Jean Moulin était un haut fonctionnaire consciencieux, efficace, mais il a toujours exprimé sa liberté dans le dessin. Il a eu un double, Romanin l’artiste. Une facette méconnue de sa personnalité.
“Le véritable journal intime de Jean Moulin, ce sont ses dessins”, dit Daniel Cordier, son secrétaire particulier pendant la guerre.
Un esprit espiègle dès l'enfance. Jean Moulin passe une jeunesse heureuse à Béziers à la belle époque : dès six ans, il dessine, échange même ses premières œuvres avec la voisine de ses parents contre des gâteaux. Élève dissipé, il croque ses professeurs dans la marge de ses cahiers et manifeste déjà un vrai talent pour camper ses personnages.
Un talent dès le plus jeune âge
Le musée de Béziers possède un fonds de 540 des œuvres de Jean Moulin. Roxelane Cicekli, responsable des collections, enfile ses gants blancs, soulève les papiers calques qui protègent les dessins très rarement sortis des réserves. Elle est fière de mettre en lumière le talent de Jean Moulin. Les yeux brillants, elle relate un témoignage de Laure Moulin, sa sœur : “il commençait toujours par dessiner les pieds et remontait jusqu’à la tête et tout le monde s’étonnait et s’amusait que ses petits personnages tiennent debout”. Le fonds Jean Moulin est le fruit d’un legs de sa sœur en 1975.
À 16 ans, il signe pour la première fois de son nom, dans La baïonnette, un hebdomadaire national, ses débuts comme dessinateur de presse. Il est payé 10 francs. Son trait révèle déjà un réalisme touchant et un sens aigu de l’observation.
Jean Moulin dessine quotidiennement, sur le vif, partout et sur tous les supports : nappe de restaurant, bout de carton... Roxelane Cicekli responsable des collections à Béziers le voit comme “un dessinateur compulsif."
Dans ses carnets, il a tout un répertoire de figures, des pages noircies de têtes, qu’il réutilise pour les compositions abouties de ses personnage. Il y a une économie de coups de crayon, mais tout y est.
Roxelane Cicekli, responsable des collections au musée de Béziers
En 1922, il choisit le pseudonyme de Romanin, son avatar artistique. Gouache, gravure, aquarelle, encre lui apportent la liberté. Il mène deux existences parallèles, celle du haut fonctionnaire et le bon vivant facétieux.

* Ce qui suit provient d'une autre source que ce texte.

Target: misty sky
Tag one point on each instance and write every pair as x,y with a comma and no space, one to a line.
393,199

L'historienne Bénédicte Vergez-Chaignon, autrice de “Jean Moulin, l’affranchi”, décrit "un haut fonctionnaire efficace, impliqué et aussi un homme qui aime danser, faire du ski, conduire de belles voitures. Ses camarades disent de lui qu’il est plein d’humour, attachant et au fond très amusant."

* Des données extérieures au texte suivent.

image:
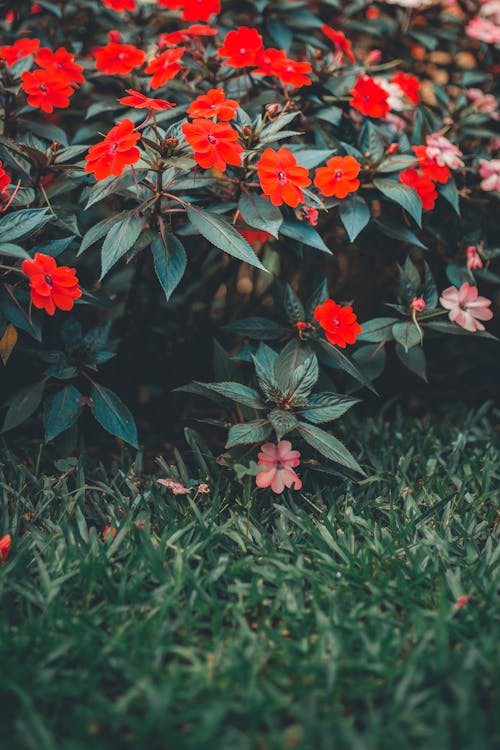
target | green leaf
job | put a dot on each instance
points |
(63, 409)
(282, 421)
(100, 229)
(398, 232)
(24, 223)
(328, 446)
(302, 380)
(23, 404)
(377, 329)
(250, 432)
(119, 240)
(242, 394)
(354, 214)
(407, 333)
(288, 301)
(406, 196)
(325, 407)
(304, 233)
(259, 213)
(113, 415)
(13, 251)
(224, 236)
(333, 357)
(169, 261)
(450, 193)
(257, 328)
(414, 360)
(291, 356)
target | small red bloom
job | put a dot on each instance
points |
(5, 545)
(429, 167)
(115, 152)
(119, 5)
(213, 104)
(341, 42)
(409, 85)
(63, 61)
(281, 178)
(199, 10)
(141, 101)
(241, 47)
(369, 98)
(214, 144)
(11, 53)
(4, 178)
(423, 186)
(338, 177)
(51, 286)
(339, 323)
(46, 89)
(165, 66)
(118, 59)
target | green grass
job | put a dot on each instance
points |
(325, 620)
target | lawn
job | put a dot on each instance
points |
(324, 620)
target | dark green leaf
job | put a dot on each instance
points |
(328, 446)
(63, 409)
(113, 415)
(170, 262)
(224, 236)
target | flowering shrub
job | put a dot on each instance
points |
(304, 141)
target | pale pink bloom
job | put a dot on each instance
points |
(473, 258)
(278, 463)
(175, 487)
(466, 308)
(443, 152)
(418, 304)
(483, 102)
(490, 172)
(484, 30)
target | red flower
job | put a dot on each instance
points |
(281, 178)
(200, 10)
(120, 4)
(339, 323)
(63, 61)
(214, 144)
(340, 41)
(5, 545)
(429, 167)
(369, 98)
(141, 101)
(51, 286)
(339, 177)
(46, 89)
(117, 58)
(422, 185)
(115, 152)
(165, 66)
(4, 178)
(11, 53)
(213, 104)
(241, 47)
(409, 85)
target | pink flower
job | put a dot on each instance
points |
(176, 488)
(442, 151)
(473, 258)
(278, 462)
(490, 172)
(418, 304)
(466, 308)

Un trait mordant ou tendre
Après un mariage éclair, Jean Moulin retrouve les joies du célibat : il aime les cabarets de Montparnasse, prend des cours de fox-trot et fréquente des artistes en quête de gloire, comme le peintre japonais Foujita. Il publie dans les journaux nationaux. Le dessin de presse, la caricature deviennent un temps son second métier. Un coup de crayon incisif sur ses contemporains, pas méchant, mais bien senti. Selon Roxelane Cicekli du musée de Béziers, “Il dépeint toute la société qui l’entoure en n’excluant personne, mais avec des regards distincts. Il est tendre avec les gens en souffrance, et plus mordant envers les mondains”.

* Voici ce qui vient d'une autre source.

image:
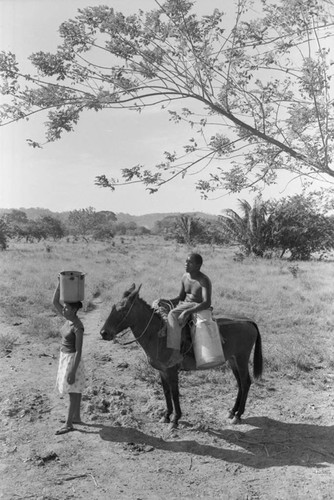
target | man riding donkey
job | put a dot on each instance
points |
(193, 302)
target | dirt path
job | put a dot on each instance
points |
(283, 450)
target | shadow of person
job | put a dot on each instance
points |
(287, 443)
(269, 444)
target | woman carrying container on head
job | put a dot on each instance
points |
(71, 375)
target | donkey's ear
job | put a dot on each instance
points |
(130, 291)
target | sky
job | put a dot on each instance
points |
(61, 176)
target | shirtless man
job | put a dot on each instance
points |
(194, 296)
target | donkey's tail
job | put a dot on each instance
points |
(258, 359)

Sous-préfet en Bretagne, Jean Moulin fréquente des poètes, Max Jacob, Tristan Corbière. À leur contact, sa veine artistique se confirme dans un registre plus sombre empreint de spiritualité, souffrance et mort. Face à la montée du nazisme, Moulin renonce à Romanin.
Dans les expositions, il découvre l'art moderne et devient collectionneur. Des années plus tard, sous couverture à Lyon, le résistant Jean Moulin cherche une activité professionnelle crédible pour ses déplacements dans le sud, ce sera une galerie. Il choisit Nice où il n’a aucune activité clandestine. Les Allemands ont envahi la zone libre depuis quelques mois. Cela peut paraître incroyable, L’inauguration a lieu le 9 février 1943.
Jusqu’à ses derniers jours d’homme libre, il conjugue l’organisation des mouvements de la Résistance et son amour de l’art. Le 21 juin 1943, Jean Moulin est arrêté à Caluire par la Gestapo avec d'autres résistants. Il est torturé puis transféré vers l'Allemagne, il meurt à bord d'un train le 8 juillet.
À Lyon, le Centre d'Histoire de la Résistance et de la Déportation présente l'exposition "Jean Moulin, les voies de la liberté" jusqu'au 26 mai 2024.